Imagine you have a file full of domains, one per line and you want to add the protocol at the start of each line ( https://). This can be done in a lot of ways of course but one of them is sed
. For brevity let’s say we want to do it with one domain, for example gnu.org. We could write a sed
command like so:
echo "gnu.org" | sed 's/^/https:\/\//g'
and get the result https://gnu.org
.
Damn that’s ugly, right? Let’s break it down. First of all, the ^
symbol is a regular expression, meaning the beginning of the line. So we ’re basically adding what comes after the separator /
to the begining of the line. The string to be added is https://
. But since /
is the separator, we need to escape it. That’s why we prepend \
before each one of the two /
’s. The last /
is another separator and the g
is to perform this transformation at the beginning of each line in our hypothetical text file.

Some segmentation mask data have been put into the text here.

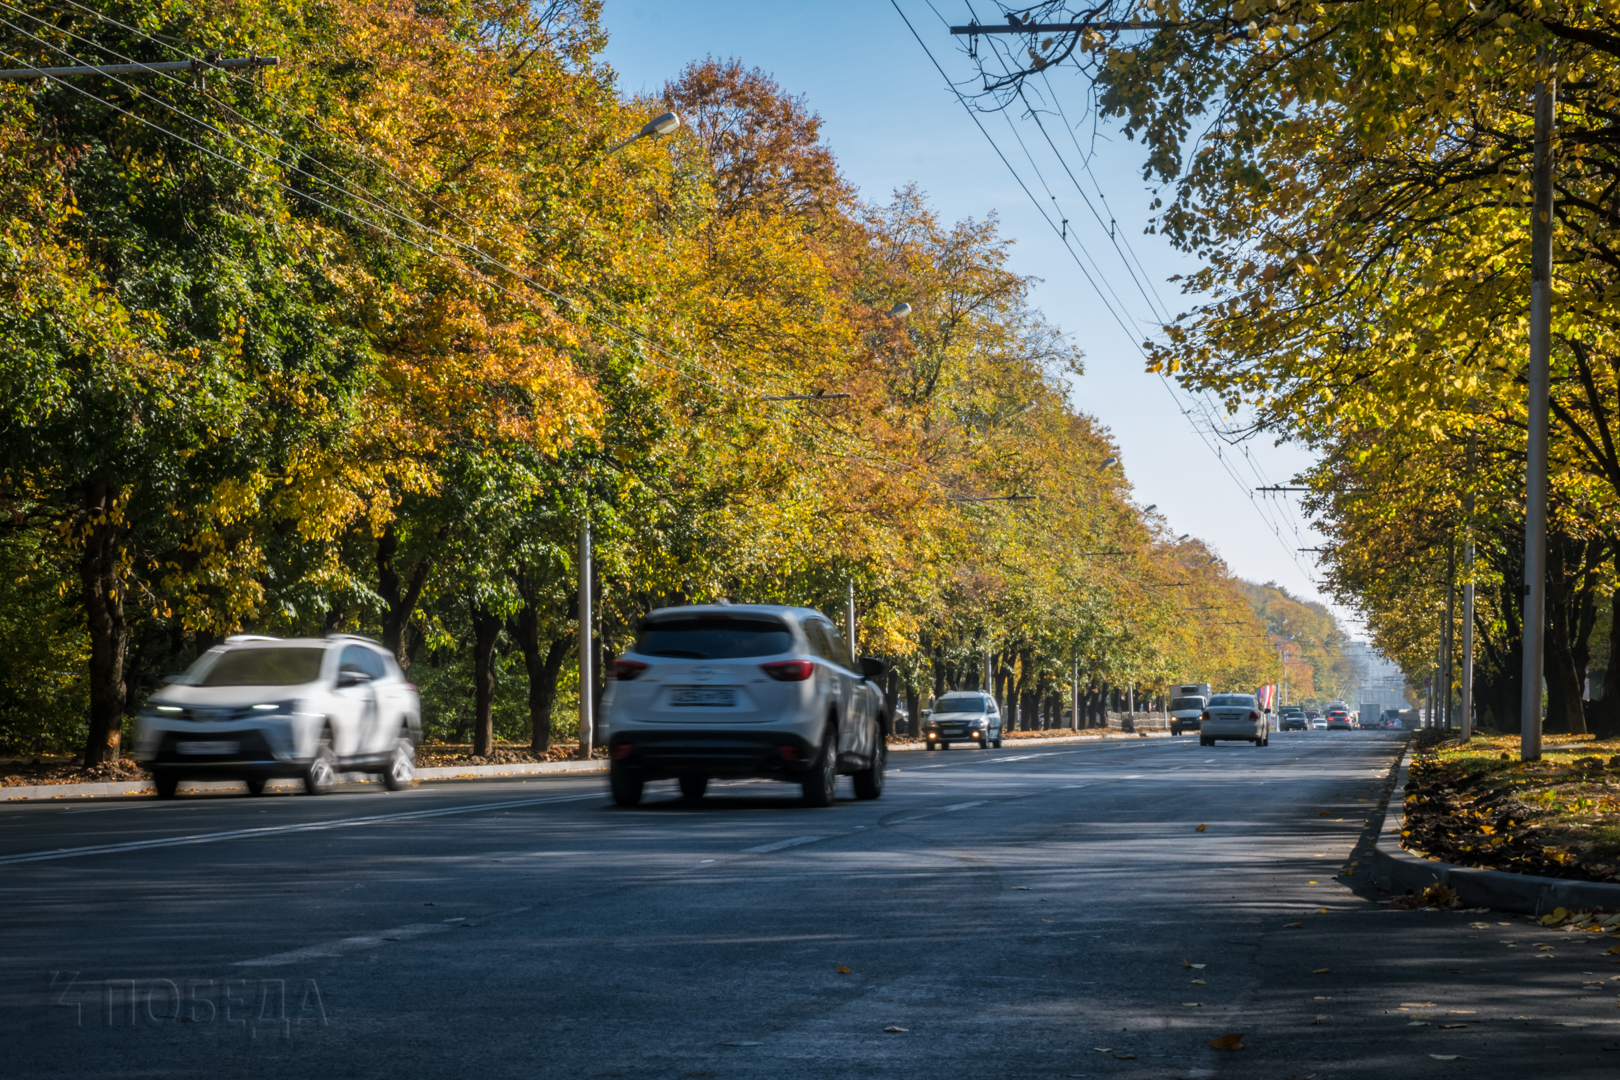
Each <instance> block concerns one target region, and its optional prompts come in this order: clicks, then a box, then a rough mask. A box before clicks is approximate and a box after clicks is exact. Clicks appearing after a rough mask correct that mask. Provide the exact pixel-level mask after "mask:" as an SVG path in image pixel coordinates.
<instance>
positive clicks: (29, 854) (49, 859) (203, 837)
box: [0, 792, 603, 866]
mask: <svg viewBox="0 0 1620 1080" xmlns="http://www.w3.org/2000/svg"><path fill="white" fill-rule="evenodd" d="M582 798H598V800H599V798H603V795H601V792H591V793H590V795H556V797H551V798H514V800H509V801H504V803H473V805H468V806H444V808H439V810H410V811H405V813H399V814H371V816H368V818H335V819H332V821H308V823H301V824H290V826H261V827H258V829H230V831H228V832H198V834H194V836H170V837H159V839H156V840H128V842H125V844H96V845H92V847H58V848H57V850H53V852H26V853H23V855H3V857H0V866H10V865H13V863H44V861H49V860H53V858H79V857H81V855H110V853H113V852H141V850H146V848H154V847H186V845H191V844H217V842H220V840H241V839H251V837H259V836H279V834H288V832H322V831H326V829H350V827H353V826H369V824H384V823H389V821H416V819H421V818H445V816H450V814H471V813H478V811H481V810H512V808H515V806H544V805H548V803H572V801H578V800H582Z"/></svg>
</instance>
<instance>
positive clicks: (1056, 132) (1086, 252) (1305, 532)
mask: <svg viewBox="0 0 1620 1080" xmlns="http://www.w3.org/2000/svg"><path fill="white" fill-rule="evenodd" d="M899 3H901V8H902V10H904V13H906V15H907V16H909V18H910V23H912V26H915V28H917V32H919V34H920V36H922V37H923V40H925V42H927V45H928V49H932V50H933V55H935V57H936V58H938V62H940V63H941V65H943V66H944V70H946V71H948V73H949V76H951V78H953V79H962V78H967V76H969V74H970V73H972V66H970V62H969V60H967V58H966V57H964V55H962V53H961V52H959V49H957V39H953V37H951V36H949V34H948V32H946V23H944V21H941V16H943V19H946V21H949V23H967V21H969V8H967V3H966V2H964V0H933V8H938V15H936V13H935V10H933V8H930V5H928V2H927V0H899ZM975 10H977V11H978V18H980V21H991V19H993V18H996V11H995V8H987V6H978V8H975ZM604 23H606V26H608V31H609V34H611V36H612V39H611V42H609V45H608V60H609V62H611V63H612V65H614V68H616V70H617V71H619V78H620V83H619V86H620V89H622V91H625V92H632V94H635V92H646V94H654V92H658V91H659V89H661V87H663V84H664V81H666V79H669V78H674V76H676V74H677V73H679V71H680V68H682V66H685V65H687V63H689V62H692V60H701V58H703V57H706V55H714V57H719V58H724V57H739V58H740V60H744V62H745V63H748V65H750V66H760V68H763V70H765V71H770V73H771V74H773V76H774V78H776V79H778V83H781V86H782V87H784V89H786V91H787V92H791V94H804V96H805V99H807V102H808V105H810V107H812V108H813V110H815V112H816V113H820V115H821V120H823V138H825V141H826V142H828V146H829V147H831V149H833V152H834V154H836V155H838V160H839V165H841V168H842V172H844V175H846V176H847V178H849V180H851V181H852V183H855V185H857V186H859V188H860V191H862V194H863V198H867V199H872V201H881V199H886V198H888V194H889V193H891V191H894V189H896V188H899V186H902V185H907V183H912V181H915V183H917V185H920V186H922V188H923V189H925V191H927V193H928V196H930V199H932V201H933V204H935V206H936V207H938V210H940V214H941V215H943V217H944V219H948V220H956V219H961V217H985V215H987V214H990V212H996V214H998V215H1000V219H1001V228H1003V232H1004V233H1006V235H1009V236H1013V238H1016V240H1017V248H1016V249H1014V269H1016V270H1017V272H1021V274H1030V275H1035V277H1038V279H1042V283H1040V285H1038V288H1037V291H1035V300H1037V303H1038V304H1040V306H1042V309H1043V311H1045V313H1047V314H1048V317H1051V319H1053V321H1055V322H1056V324H1058V325H1061V327H1063V329H1064V330H1068V332H1069V334H1071V335H1072V337H1074V340H1076V342H1079V345H1081V347H1082V348H1084V350H1085V355H1087V363H1085V368H1087V372H1085V376H1084V377H1081V379H1076V381H1074V382H1072V400H1074V405H1076V406H1077V408H1081V410H1084V411H1087V413H1090V415H1093V416H1097V418H1098V419H1100V421H1102V423H1103V424H1106V426H1108V429H1110V431H1111V432H1113V436H1115V439H1116V440H1118V442H1119V447H1121V457H1123V461H1124V468H1126V473H1128V476H1129V479H1131V483H1132V484H1134V487H1136V495H1137V502H1139V504H1140V505H1144V507H1145V505H1150V504H1157V505H1158V513H1162V515H1163V517H1165V523H1166V528H1168V529H1171V534H1173V536H1179V534H1181V533H1192V534H1194V536H1199V538H1202V539H1204V541H1205V542H1209V544H1210V546H1212V547H1213V549H1215V551H1218V552H1220V554H1221V557H1225V559H1226V562H1228V563H1230V565H1231V567H1233V570H1234V572H1236V573H1239V575H1241V576H1244V578H1249V580H1252V581H1277V583H1280V585H1283V586H1285V588H1288V589H1290V591H1293V593H1296V594H1301V596H1306V597H1309V599H1322V601H1325V599H1327V597H1325V596H1322V594H1320V593H1319V589H1317V588H1315V585H1314V583H1312V581H1311V575H1312V573H1314V562H1312V557H1311V555H1309V554H1304V552H1298V551H1296V549H1298V547H1315V546H1319V542H1320V536H1319V534H1317V533H1315V531H1312V529H1309V528H1307V526H1306V523H1304V517H1302V515H1301V513H1299V512H1298V502H1293V499H1296V497H1293V495H1268V497H1262V499H1265V502H1264V507H1265V510H1267V513H1268V517H1270V521H1272V523H1275V526H1277V528H1280V529H1281V538H1278V536H1277V534H1275V533H1273V531H1272V525H1268V521H1267V520H1265V517H1262V515H1260V513H1259V512H1257V510H1255V507H1254V504H1251V500H1249V497H1247V492H1246V487H1247V489H1252V487H1255V486H1260V484H1275V483H1286V481H1288V479H1290V476H1291V474H1294V473H1296V471H1298V470H1301V468H1304V466H1306V465H1307V463H1309V457H1307V455H1306V453H1304V452H1302V450H1299V449H1296V447H1273V445H1272V444H1270V440H1268V439H1265V440H1259V442H1251V444H1247V445H1246V447H1244V449H1233V447H1225V449H1223V455H1225V463H1226V466H1230V468H1231V471H1234V473H1238V476H1239V478H1241V479H1243V483H1241V484H1239V481H1238V479H1234V478H1233V476H1231V474H1230V473H1228V468H1225V466H1223V463H1221V460H1218V458H1217V455H1215V452H1213V450H1212V449H1210V447H1209V445H1205V442H1204V440H1202V439H1200V437H1199V436H1197V432H1196V431H1194V427H1192V424H1191V423H1189V421H1187V419H1186V418H1184V416H1183V415H1181V411H1179V408H1178V405H1176V402H1174V398H1173V397H1171V393H1168V392H1166V387H1165V385H1163V381H1162V379H1160V377H1158V376H1150V374H1147V372H1145V371H1144V369H1142V356H1140V353H1139V351H1137V348H1136V345H1134V342H1137V340H1140V337H1134V335H1132V334H1128V332H1126V330H1124V329H1121V325H1119V321H1118V319H1116V316H1115V314H1110V306H1111V308H1113V311H1115V313H1118V316H1119V317H1123V319H1124V321H1128V322H1129V321H1144V325H1147V327H1149V329H1150V325H1152V324H1150V322H1149V321H1150V317H1152V311H1153V308H1155V306H1158V308H1163V309H1168V313H1170V316H1174V314H1178V313H1181V311H1186V309H1187V306H1189V301H1186V300H1183V298H1181V295H1179V293H1178V291H1176V287H1174V285H1171V283H1166V279H1168V277H1171V275H1173V274H1179V272H1186V270H1187V269H1189V264H1187V261H1186V259H1184V257H1183V256H1179V254H1178V253H1176V251H1173V249H1171V248H1170V246H1168V244H1166V243H1163V241H1160V240H1158V238H1157V236H1144V235H1142V230H1144V227H1145V223H1147V206H1149V202H1150V199H1152V196H1150V191H1149V185H1145V183H1144V181H1142V178H1140V157H1142V154H1140V146H1139V144H1132V142H1129V141H1126V139H1124V138H1123V136H1119V134H1118V133H1116V131H1108V130H1100V131H1098V133H1097V138H1095V139H1093V138H1092V131H1090V128H1085V130H1084V131H1077V133H1076V134H1077V141H1079V147H1084V149H1085V151H1089V152H1090V175H1087V173H1085V172H1084V170H1082V167H1081V157H1082V155H1081V151H1079V149H1077V147H1076V142H1074V141H1071V136H1069V134H1068V131H1066V130H1064V125H1063V121H1061V120H1056V118H1051V117H1048V118H1045V123H1047V130H1048V133H1050V134H1051V138H1053V141H1055V142H1056V144H1058V147H1059V149H1061V151H1063V152H1064V160H1066V162H1068V167H1069V170H1072V172H1074V173H1076V176H1077V178H1079V181H1081V186H1084V189H1085V194H1087V196H1089V198H1090V201H1092V206H1093V207H1095V209H1097V212H1098V215H1100V217H1102V219H1105V220H1115V222H1116V223H1115V235H1116V236H1118V238H1124V240H1126V241H1128V251H1126V253H1124V254H1119V253H1116V249H1115V244H1113V243H1111V241H1110V236H1108V230H1106V227H1103V225H1100V223H1098V220H1097V219H1095V217H1093V215H1092V210H1089V209H1087V204H1085V201H1082V198H1081V194H1079V193H1077V189H1076V188H1077V186H1076V183H1071V180H1069V176H1068V175H1066V173H1064V168H1063V164H1059V160H1058V157H1056V155H1055V154H1053V152H1051V149H1050V147H1047V144H1045V141H1043V138H1042V133H1040V130H1038V128H1037V126H1035V125H1034V121H1030V120H1027V118H1025V120H1021V118H1017V117H1016V115H996V117H983V118H982V120H983V125H985V128H987V130H988V133H990V136H993V139H995V142H996V144H998V146H1000V147H1001V152H1004V154H1006V155H1008V159H1009V160H1011V162H1013V165H1014V167H1016V168H1017V172H1019V175H1022V178H1024V183H1025V185H1029V188H1030V191H1034V199H1032V198H1030V196H1029V194H1025V193H1024V189H1022V188H1021V186H1019V183H1017V181H1016V180H1014V178H1013V175H1011V173H1009V172H1008V167H1006V165H1003V164H1001V160H1000V159H998V157H996V152H995V151H993V149H991V144H990V141H987V138H985V134H982V133H980V131H978V128H977V126H975V125H974V121H972V118H970V117H969V115H967V112H966V110H964V108H962V107H961V104H957V100H956V97H954V96H953V94H951V92H949V91H948V89H946V86H944V79H941V76H940V73H938V71H936V70H935V68H933V65H932V63H930V60H928V55H927V53H925V52H923V47H922V45H919V44H917V39H915V37H912V32H910V31H909V29H907V28H906V23H904V21H902V19H901V15H899V13H896V10H894V6H893V5H891V3H888V0H826V2H823V3H815V5H787V3H739V2H735V0H687V2H685V3H667V2H659V0H608V6H606V11H604ZM1055 87H1056V91H1058V94H1059V96H1061V102H1063V107H1064V108H1066V110H1068V118H1069V120H1071V121H1076V123H1081V121H1082V113H1084V102H1085V86H1084V83H1081V81H1079V79H1076V78H1072V76H1069V78H1063V79H1059V81H1058V83H1055ZM1014 130H1016V131H1017V136H1022V141H1024V146H1027V147H1029V155H1025V151H1024V149H1022V147H1021V144H1019V141H1017V136H1014ZM1032 159H1034V160H1032ZM1053 196H1056V199H1053ZM1037 204H1040V206H1045V207H1048V214H1050V217H1051V220H1061V219H1064V217H1066V219H1069V225H1068V230H1069V244H1068V246H1066V244H1064V243H1063V240H1059V235H1058V233H1056V232H1053V228H1051V225H1050V223H1048V220H1045V219H1043V217H1042V214H1040V210H1038V209H1037ZM1053 210H1056V212H1053ZM1082 248H1084V251H1085V253H1089V254H1090V256H1095V262H1089V264H1087V269H1090V270H1092V282H1089V280H1087V277H1085V275H1084V272H1082V269H1081V267H1079V266H1077V259H1076V256H1079V259H1081V261H1085V259H1087V256H1085V254H1082V253H1081V249H1082ZM1132 253H1134V257H1136V259H1137V261H1139V264H1140V267H1142V269H1136V266H1132V269H1136V272H1137V277H1140V279H1144V283H1142V287H1139V285H1137V283H1134V282H1132V279H1131V275H1129V274H1128V269H1126V261H1128V259H1129V257H1131V254H1132ZM1144 270H1145V274H1144ZM1093 282H1095V283H1093ZM1100 291H1102V293H1106V295H1108V303H1106V304H1105V303H1103V300H1102V298H1100V295H1098V293H1100ZM1144 293H1145V295H1144ZM1181 397H1183V402H1191V395H1184V393H1183V395H1181ZM1210 442H1215V440H1213V439H1210ZM1338 614H1340V617H1341V619H1345V622H1346V625H1354V623H1351V620H1349V619H1348V612H1343V610H1340V612H1338ZM1358 630H1359V627H1358Z"/></svg>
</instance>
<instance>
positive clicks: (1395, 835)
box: [1371, 745, 1620, 915]
mask: <svg viewBox="0 0 1620 1080" xmlns="http://www.w3.org/2000/svg"><path fill="white" fill-rule="evenodd" d="M1411 756H1413V746H1411V745H1408V746H1406V753H1405V755H1401V767H1400V774H1398V776H1396V777H1395V790H1393V792H1392V793H1390V805H1388V810H1385V813H1383V826H1382V827H1380V829H1379V839H1377V840H1375V842H1374V848H1372V858H1371V863H1372V865H1371V876H1372V884H1375V886H1379V887H1380V889H1385V891H1387V892H1406V891H1411V892H1421V891H1422V889H1426V887H1429V886H1432V884H1435V882H1437V881H1439V882H1445V884H1448V886H1452V887H1453V889H1456V895H1458V899H1460V900H1461V902H1463V904H1464V905H1466V907H1489V908H1492V910H1495V912H1518V913H1523V915H1545V913H1549V912H1552V910H1554V908H1560V907H1565V908H1571V910H1575V908H1594V907H1601V908H1605V910H1610V912H1620V884H1609V882H1602V881H1565V879H1562V878H1541V876H1537V874H1511V873H1508V871H1503V870H1481V868H1477V866H1456V865H1453V863H1442V861H1440V860H1437V858H1419V857H1416V855H1413V853H1411V852H1408V850H1406V848H1403V847H1401V823H1403V821H1405V816H1406V774H1408V771H1409V769H1411Z"/></svg>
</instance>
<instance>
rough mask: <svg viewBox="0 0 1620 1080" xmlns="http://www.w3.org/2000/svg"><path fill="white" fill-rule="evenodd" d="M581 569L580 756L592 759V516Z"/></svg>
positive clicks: (583, 543)
mask: <svg viewBox="0 0 1620 1080" xmlns="http://www.w3.org/2000/svg"><path fill="white" fill-rule="evenodd" d="M575 562H577V563H578V572H580V759H582V761H590V756H591V743H593V740H595V738H596V709H595V704H596V701H595V696H596V670H595V669H596V664H595V659H596V657H595V656H593V653H591V644H593V641H591V640H593V635H591V628H593V623H595V619H593V617H591V518H590V512H588V510H586V512H585V517H582V518H580V554H578V559H577V560H575Z"/></svg>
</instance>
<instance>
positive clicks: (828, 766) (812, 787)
mask: <svg viewBox="0 0 1620 1080" xmlns="http://www.w3.org/2000/svg"><path fill="white" fill-rule="evenodd" d="M804 793H805V805H807V806H831V805H833V797H834V795H836V793H838V732H834V730H828V733H826V742H823V743H821V753H818V755H816V761H815V771H813V772H812V774H810V776H807V777H805V779H804Z"/></svg>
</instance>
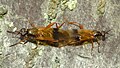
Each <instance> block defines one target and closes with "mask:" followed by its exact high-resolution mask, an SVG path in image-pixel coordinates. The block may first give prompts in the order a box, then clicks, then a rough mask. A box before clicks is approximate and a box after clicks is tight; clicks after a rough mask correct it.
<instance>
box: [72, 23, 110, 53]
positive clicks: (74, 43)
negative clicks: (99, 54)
mask: <svg viewBox="0 0 120 68" xmlns="http://www.w3.org/2000/svg"><path fill="white" fill-rule="evenodd" d="M70 24H74V25H75V26H78V27H79V28H80V29H74V31H75V32H74V33H75V34H74V35H75V37H74V38H76V41H75V42H74V43H73V44H72V45H74V44H75V45H76V46H78V45H83V44H85V43H87V44H88V43H91V44H92V48H91V50H93V48H94V46H93V43H94V42H97V44H98V45H100V43H99V40H102V41H105V39H106V38H107V37H106V34H109V31H110V30H108V31H98V30H89V29H84V28H83V26H82V25H81V24H79V23H76V22H70ZM98 52H99V49H98Z"/></svg>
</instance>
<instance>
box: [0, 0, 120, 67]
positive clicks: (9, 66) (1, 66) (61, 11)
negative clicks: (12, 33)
mask: <svg viewBox="0 0 120 68" xmlns="http://www.w3.org/2000/svg"><path fill="white" fill-rule="evenodd" d="M53 1H54V2H53ZM68 1H69V0H0V17H1V18H0V68H120V59H119V58H120V23H119V22H120V0H106V1H105V0H101V1H105V4H103V5H104V6H103V7H101V8H102V9H101V10H99V8H98V6H99V1H100V0H77V4H76V7H75V8H74V9H72V10H70V8H69V7H68V6H66V5H65V4H63V2H65V3H66V2H68ZM2 7H3V8H5V9H1V8H2ZM7 11H8V12H7ZM6 12H7V13H6ZM63 15H64V16H65V17H66V18H67V19H68V21H74V22H78V23H80V24H83V25H84V27H85V29H90V30H99V31H102V30H109V29H111V31H110V34H111V36H109V37H108V39H106V40H105V41H100V53H98V51H97V50H98V44H97V43H94V49H93V51H92V54H91V44H85V45H83V46H77V47H68V46H66V47H62V48H55V47H51V46H42V45H40V46H39V47H38V48H37V49H35V50H32V48H34V47H35V44H33V43H26V44H18V45H16V46H13V47H9V46H10V45H12V44H14V43H16V42H18V41H19V40H18V39H17V38H13V36H14V35H12V34H9V33H7V30H10V31H14V30H15V29H17V30H20V29H21V28H29V27H30V25H29V23H27V19H30V21H31V22H32V23H36V24H37V25H42V26H46V25H47V24H48V23H49V22H50V21H54V19H55V20H56V21H57V22H59V23H61V22H63ZM46 16H47V17H46ZM73 27H74V26H73Z"/></svg>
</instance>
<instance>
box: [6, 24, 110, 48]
mask: <svg viewBox="0 0 120 68" xmlns="http://www.w3.org/2000/svg"><path fill="white" fill-rule="evenodd" d="M54 24H56V28H52V26H53V25H54ZM68 24H71V25H75V26H78V27H79V29H68V30H64V29H62V28H61V27H62V26H63V25H64V23H62V24H61V25H59V26H58V24H57V23H50V24H49V25H47V26H46V27H37V26H35V25H34V24H32V25H31V26H32V28H29V29H26V28H22V29H21V30H19V31H14V32H12V31H7V32H8V33H12V34H16V35H19V39H20V41H19V42H17V43H15V44H13V45H11V46H15V45H17V44H20V43H21V42H24V43H27V42H31V43H35V44H36V45H37V46H38V45H49V46H53V47H64V46H79V45H83V44H85V43H91V44H92V49H93V43H94V42H97V43H98V45H99V42H98V41H99V40H103V41H104V40H105V39H106V36H105V35H106V34H108V32H109V31H97V30H89V29H83V26H82V25H81V24H79V23H76V22H69V23H68ZM11 46H10V47H11ZM36 48H37V47H36Z"/></svg>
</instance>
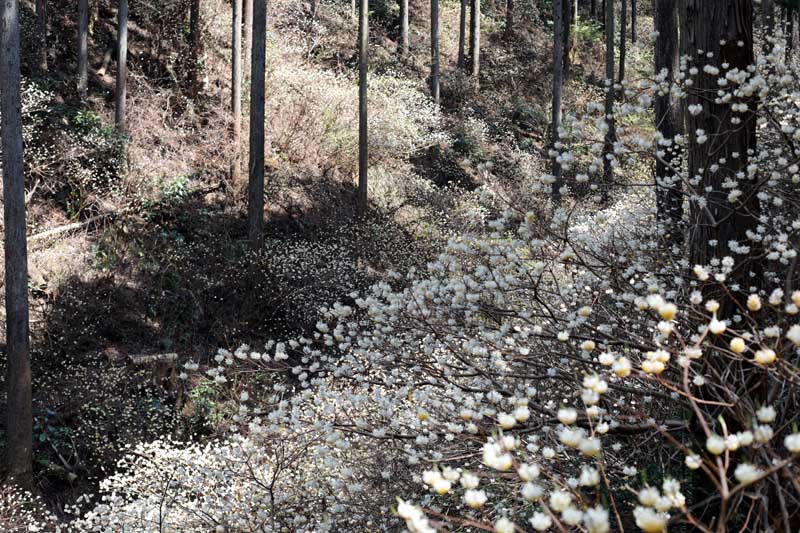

So there is no problem here, this just werks. However it looks really bad and when you type it you have to be very careful not to mess up the /
’s and \
’s. Trust me, you WILL forget one or the other and get frustrated. While using computers one of our goals is to try to minimize the distance between mind and matter as much as possible, struggling mentally with an ugly syntax is the opposite, we fall victims to the whims of the machine. Thankfully, the people who wrote sed
(Jay Fenlason, Tom Lord, Ken Pizzini, Paolo Bonzini, Jim Meyering, and Assaf Gordon for GNU sed
, the one which I am using and talking about here) understand that, so there’s a more elegant way to do this:
The solution:
As we ’ve seen /
is the separator in sed
commands, right? BZZT! Wrong! The separator can be literally ANY character. Yet, from what I’ve seen on scripts and commands that people share, few people seem to know that. Thus we could have the same result with:
echo "gnu.org" | sed 's#^#https://#g'
echo "gnu.org" | sed 'sA^Ahttps://Ag'
echo "gnu.org" | sed 's7^7https://7g'
echo "gnu.org" | sed 's:^:https\://:g'
and so on. Note that in the last example i am using :
as a separator so i escaped the :
in the protocol, just to show that it can work.
Disclaimer:
I am talking about GNU sed
here, the version of sed
that exists in GNU/Linux systems which is not POSIX-compliant. If you ’re using a BSD, OSX, Plan 9 or other version of sed there’s a chance that your mileage may vary.